Currently the government has a restriction in place which requires a pension’s tax-free lump sum to be paid within 18 months of the member becoming eligible for their pension income, which has meant the amount has to be paid in one lump sum.
However, according to the Daily Telegraph, Chancellor of the Exchequer George Osborne has announced that from April 2015, individuals will be able to access ‘as much or as little’ of their tax-free lump sum as they want.
But are the ‘new changes’ really new changes, or just ‘tweaks’?
The ability to take to tax free cash in bite-size chunks has been around for quite some time and is known as ‘drawdown’ and can be achieved through effective retirement planning. The only slight change is from April 2015, with the removal of the 18 month time limit on how to take benefits. At present this limit comes into force after some pension income has been accessed.
The changes may mean people could take a portion of their 25% tax free cash and leave the remainder of their fund invested. This remaining fund could lead to a potentially higher amount of tax free cash being received if the fund achieves investment growth.
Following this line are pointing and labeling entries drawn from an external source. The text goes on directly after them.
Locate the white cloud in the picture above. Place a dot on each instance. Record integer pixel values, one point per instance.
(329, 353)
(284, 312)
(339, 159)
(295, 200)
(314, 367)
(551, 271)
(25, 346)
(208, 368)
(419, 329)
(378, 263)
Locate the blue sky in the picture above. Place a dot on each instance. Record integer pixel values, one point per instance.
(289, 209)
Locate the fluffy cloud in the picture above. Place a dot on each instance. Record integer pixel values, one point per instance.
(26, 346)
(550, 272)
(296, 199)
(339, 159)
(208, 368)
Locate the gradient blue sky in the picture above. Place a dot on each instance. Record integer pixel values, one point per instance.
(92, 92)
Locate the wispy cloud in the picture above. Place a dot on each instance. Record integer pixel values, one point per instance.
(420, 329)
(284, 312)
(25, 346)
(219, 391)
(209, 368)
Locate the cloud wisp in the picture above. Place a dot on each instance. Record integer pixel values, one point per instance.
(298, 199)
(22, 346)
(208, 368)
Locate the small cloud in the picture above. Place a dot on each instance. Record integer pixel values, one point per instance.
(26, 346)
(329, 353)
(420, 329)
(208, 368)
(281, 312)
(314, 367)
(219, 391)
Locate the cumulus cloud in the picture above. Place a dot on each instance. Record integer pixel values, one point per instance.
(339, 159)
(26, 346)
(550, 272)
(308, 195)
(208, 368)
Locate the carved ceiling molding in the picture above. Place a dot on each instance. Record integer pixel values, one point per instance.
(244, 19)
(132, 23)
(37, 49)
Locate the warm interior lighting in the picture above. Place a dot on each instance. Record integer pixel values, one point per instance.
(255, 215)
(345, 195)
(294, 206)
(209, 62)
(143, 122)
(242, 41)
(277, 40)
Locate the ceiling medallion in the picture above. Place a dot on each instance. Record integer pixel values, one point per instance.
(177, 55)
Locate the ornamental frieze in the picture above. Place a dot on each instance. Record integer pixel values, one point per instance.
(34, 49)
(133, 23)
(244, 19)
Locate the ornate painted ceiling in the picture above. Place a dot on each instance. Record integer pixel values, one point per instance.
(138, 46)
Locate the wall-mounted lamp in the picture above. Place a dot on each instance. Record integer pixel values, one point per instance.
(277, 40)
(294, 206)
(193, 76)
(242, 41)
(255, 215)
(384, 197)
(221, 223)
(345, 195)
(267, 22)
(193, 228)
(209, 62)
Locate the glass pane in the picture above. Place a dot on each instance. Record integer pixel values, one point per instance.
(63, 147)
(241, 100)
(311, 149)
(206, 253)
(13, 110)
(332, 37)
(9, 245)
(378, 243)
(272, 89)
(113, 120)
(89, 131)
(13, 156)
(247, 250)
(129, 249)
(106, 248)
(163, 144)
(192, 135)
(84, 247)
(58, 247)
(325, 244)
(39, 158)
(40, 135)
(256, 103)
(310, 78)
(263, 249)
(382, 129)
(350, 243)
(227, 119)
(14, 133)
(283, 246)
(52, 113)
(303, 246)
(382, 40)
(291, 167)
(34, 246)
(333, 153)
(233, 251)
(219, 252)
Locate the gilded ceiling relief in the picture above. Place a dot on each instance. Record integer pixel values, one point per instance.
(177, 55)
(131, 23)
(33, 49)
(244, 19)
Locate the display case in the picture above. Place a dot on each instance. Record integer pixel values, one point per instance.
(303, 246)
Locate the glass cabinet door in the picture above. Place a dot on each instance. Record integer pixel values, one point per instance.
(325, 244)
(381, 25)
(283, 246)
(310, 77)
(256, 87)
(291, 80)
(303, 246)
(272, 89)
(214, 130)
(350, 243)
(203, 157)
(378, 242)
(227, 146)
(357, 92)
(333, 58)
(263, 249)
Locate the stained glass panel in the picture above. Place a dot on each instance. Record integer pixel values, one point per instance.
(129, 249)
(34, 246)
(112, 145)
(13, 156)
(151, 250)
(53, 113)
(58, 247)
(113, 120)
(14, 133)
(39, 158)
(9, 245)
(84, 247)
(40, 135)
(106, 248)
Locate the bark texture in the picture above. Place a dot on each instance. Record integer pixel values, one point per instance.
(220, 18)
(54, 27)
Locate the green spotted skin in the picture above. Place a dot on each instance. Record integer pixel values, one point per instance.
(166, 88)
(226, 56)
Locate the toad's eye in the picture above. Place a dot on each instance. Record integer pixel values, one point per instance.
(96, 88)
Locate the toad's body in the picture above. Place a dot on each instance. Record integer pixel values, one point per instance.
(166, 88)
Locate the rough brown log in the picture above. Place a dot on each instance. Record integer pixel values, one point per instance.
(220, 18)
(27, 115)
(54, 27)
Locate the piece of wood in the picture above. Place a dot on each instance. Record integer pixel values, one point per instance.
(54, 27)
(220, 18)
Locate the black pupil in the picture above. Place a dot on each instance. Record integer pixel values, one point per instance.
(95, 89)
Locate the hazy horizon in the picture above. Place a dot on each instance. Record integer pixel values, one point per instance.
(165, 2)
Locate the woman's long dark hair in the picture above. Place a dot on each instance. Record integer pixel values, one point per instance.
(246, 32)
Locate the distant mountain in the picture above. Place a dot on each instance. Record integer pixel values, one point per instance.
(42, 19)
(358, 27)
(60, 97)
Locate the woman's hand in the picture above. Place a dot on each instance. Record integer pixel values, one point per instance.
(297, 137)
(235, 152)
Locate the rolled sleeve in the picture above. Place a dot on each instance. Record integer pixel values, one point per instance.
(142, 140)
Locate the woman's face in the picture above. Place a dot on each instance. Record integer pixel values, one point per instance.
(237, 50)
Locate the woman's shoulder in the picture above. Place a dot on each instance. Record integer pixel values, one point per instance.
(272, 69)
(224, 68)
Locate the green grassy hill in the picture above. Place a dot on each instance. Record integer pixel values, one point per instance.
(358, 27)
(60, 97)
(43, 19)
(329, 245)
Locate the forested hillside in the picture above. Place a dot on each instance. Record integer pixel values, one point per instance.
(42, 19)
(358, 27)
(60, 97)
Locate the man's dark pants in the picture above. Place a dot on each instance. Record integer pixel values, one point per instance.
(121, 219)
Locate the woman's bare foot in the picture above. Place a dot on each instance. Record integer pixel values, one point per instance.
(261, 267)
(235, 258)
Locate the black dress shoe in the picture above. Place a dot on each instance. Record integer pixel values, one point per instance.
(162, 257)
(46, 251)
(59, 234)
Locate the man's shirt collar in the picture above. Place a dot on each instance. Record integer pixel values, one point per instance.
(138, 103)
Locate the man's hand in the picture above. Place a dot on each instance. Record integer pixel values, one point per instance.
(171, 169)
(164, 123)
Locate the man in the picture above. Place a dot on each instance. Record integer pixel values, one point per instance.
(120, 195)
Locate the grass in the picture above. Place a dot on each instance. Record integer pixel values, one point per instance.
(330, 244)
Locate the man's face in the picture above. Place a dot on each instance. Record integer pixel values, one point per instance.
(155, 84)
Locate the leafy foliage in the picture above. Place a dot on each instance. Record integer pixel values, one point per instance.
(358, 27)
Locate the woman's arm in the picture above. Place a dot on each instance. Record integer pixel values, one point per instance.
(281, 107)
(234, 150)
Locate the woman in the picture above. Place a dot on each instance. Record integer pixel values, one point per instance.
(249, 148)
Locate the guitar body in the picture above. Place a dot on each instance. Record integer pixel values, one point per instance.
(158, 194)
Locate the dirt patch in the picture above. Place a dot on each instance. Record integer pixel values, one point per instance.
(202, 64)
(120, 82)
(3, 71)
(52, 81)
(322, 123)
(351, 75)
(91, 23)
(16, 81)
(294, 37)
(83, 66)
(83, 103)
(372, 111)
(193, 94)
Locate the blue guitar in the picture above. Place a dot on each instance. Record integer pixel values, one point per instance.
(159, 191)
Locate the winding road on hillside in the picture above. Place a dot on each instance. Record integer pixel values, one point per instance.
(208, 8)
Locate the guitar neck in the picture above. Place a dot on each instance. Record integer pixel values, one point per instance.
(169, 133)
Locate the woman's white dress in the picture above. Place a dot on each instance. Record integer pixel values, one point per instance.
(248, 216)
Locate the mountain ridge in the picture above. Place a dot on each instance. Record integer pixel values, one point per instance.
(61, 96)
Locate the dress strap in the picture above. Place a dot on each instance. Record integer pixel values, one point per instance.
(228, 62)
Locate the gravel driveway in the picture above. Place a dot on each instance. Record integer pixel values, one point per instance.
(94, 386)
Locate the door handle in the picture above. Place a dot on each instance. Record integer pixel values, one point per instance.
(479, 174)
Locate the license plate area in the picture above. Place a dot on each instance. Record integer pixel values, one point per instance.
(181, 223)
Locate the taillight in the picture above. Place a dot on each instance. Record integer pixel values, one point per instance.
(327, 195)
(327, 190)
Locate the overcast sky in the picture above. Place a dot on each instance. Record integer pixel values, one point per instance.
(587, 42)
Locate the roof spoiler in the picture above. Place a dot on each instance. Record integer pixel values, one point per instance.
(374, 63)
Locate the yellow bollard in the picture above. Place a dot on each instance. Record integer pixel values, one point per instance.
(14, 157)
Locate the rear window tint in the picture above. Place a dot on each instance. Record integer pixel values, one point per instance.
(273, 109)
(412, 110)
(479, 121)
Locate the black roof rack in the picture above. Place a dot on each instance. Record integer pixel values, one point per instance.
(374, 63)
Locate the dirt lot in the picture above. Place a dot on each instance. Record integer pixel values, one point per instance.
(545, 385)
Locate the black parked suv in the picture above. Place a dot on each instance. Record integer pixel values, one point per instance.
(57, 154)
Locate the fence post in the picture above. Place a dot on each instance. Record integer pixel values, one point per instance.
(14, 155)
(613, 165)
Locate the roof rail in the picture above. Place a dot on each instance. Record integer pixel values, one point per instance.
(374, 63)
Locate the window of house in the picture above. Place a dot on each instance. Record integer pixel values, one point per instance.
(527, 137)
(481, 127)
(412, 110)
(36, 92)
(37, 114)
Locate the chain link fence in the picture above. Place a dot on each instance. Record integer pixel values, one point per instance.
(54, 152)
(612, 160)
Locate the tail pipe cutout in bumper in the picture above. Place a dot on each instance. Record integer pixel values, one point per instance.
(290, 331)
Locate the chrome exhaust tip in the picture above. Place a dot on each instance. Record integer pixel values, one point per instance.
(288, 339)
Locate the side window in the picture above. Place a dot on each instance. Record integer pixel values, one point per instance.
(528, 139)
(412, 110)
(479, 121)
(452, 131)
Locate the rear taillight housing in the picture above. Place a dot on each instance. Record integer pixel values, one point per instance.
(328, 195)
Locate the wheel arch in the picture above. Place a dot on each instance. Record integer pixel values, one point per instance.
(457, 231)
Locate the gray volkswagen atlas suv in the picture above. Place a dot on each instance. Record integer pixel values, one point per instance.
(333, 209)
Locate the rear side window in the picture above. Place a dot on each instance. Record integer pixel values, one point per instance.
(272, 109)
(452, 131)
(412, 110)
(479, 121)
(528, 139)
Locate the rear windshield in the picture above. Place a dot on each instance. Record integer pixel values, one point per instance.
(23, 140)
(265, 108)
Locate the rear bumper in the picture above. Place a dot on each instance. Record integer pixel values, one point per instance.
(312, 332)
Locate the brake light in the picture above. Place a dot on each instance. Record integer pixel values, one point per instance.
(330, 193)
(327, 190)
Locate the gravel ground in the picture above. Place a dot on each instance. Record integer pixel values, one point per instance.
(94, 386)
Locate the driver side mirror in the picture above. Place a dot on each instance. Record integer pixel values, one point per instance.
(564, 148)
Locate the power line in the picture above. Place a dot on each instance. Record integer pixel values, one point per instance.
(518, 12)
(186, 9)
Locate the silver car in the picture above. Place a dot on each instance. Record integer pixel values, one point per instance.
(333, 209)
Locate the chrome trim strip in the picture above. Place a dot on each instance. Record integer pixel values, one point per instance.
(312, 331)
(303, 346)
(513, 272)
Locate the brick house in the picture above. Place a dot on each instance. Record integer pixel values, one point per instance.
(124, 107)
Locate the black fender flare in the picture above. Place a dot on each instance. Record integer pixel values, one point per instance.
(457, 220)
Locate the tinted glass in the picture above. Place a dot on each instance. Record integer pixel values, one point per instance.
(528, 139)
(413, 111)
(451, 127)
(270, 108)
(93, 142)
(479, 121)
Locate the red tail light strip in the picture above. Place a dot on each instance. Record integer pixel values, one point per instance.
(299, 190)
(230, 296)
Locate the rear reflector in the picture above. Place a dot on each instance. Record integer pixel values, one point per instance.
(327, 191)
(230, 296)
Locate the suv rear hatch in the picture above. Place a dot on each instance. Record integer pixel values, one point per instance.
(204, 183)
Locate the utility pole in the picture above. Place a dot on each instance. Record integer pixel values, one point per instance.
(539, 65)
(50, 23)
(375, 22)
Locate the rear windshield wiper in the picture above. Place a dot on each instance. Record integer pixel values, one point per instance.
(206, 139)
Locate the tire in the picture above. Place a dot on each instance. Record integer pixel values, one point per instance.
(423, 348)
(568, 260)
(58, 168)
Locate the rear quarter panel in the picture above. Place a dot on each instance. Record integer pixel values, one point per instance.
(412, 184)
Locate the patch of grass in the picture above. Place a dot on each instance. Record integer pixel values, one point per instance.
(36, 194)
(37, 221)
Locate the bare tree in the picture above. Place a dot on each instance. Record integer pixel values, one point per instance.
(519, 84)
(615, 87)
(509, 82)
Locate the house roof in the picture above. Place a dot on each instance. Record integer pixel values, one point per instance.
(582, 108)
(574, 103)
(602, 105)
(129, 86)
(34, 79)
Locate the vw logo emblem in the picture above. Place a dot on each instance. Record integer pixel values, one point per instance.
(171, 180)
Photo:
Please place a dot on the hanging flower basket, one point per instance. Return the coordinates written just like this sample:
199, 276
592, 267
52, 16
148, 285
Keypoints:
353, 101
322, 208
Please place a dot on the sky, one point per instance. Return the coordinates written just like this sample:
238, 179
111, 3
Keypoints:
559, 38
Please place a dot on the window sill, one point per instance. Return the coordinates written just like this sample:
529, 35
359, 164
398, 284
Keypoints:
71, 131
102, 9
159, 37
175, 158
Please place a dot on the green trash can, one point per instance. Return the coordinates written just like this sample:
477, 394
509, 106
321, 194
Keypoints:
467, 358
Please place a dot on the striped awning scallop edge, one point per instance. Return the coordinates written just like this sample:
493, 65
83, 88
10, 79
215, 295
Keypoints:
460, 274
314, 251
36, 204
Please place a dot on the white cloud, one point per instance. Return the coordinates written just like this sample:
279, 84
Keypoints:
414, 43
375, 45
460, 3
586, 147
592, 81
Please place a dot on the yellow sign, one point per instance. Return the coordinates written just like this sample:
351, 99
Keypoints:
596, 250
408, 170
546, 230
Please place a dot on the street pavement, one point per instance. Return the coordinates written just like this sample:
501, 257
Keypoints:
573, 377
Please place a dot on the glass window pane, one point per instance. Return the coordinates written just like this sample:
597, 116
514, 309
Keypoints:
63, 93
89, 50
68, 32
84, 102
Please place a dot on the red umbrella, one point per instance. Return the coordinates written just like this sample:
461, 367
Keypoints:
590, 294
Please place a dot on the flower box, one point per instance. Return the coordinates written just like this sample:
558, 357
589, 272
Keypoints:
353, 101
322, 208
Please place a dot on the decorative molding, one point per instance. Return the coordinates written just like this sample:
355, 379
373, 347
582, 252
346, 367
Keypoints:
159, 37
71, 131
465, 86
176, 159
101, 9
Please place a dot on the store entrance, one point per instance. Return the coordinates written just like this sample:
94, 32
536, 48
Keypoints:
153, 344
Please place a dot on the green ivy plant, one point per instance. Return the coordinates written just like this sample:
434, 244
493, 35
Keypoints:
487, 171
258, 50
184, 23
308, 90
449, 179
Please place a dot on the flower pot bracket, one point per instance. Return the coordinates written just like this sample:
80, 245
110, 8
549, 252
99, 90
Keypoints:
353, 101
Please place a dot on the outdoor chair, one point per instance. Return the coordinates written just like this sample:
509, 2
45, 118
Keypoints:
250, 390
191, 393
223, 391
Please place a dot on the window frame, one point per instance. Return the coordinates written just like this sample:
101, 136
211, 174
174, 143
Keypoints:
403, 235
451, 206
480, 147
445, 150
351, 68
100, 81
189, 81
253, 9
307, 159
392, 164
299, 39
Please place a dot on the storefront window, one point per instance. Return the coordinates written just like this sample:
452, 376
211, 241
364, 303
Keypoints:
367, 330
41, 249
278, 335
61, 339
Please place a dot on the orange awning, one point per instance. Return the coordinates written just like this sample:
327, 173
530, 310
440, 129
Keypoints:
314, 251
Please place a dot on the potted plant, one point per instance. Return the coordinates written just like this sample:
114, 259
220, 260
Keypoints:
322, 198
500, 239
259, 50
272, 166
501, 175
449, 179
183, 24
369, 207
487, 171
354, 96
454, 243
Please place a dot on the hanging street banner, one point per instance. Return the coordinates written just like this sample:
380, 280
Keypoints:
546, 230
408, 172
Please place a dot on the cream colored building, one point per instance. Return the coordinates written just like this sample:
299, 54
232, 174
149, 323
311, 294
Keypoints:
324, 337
On the other hand, if the fund falls there could potentially be less tax free cash than what could have been first obtained at the outset.
The government has yet to provide proper consultation on the finer details of this new change.
However, Mr Osborne is quoted in the Telegraph: “People who have worked hard and saved all their lives should be free to choose what they do with their money, and that freedom is central to our long-term economic plan. From next year they’ll be able to access as much or as little ahead of their defined contribution pension as they want and pass on their hard-earned pensions to their families tax free.
‘For some people an annuity will be the right choice whereas others might want to take their whole tax-free lump sum and convert the rest to drawdown. We’ve extended the choices even further by offering people the option of taking a number of smaller lump sums, instead of one single big lump sum.”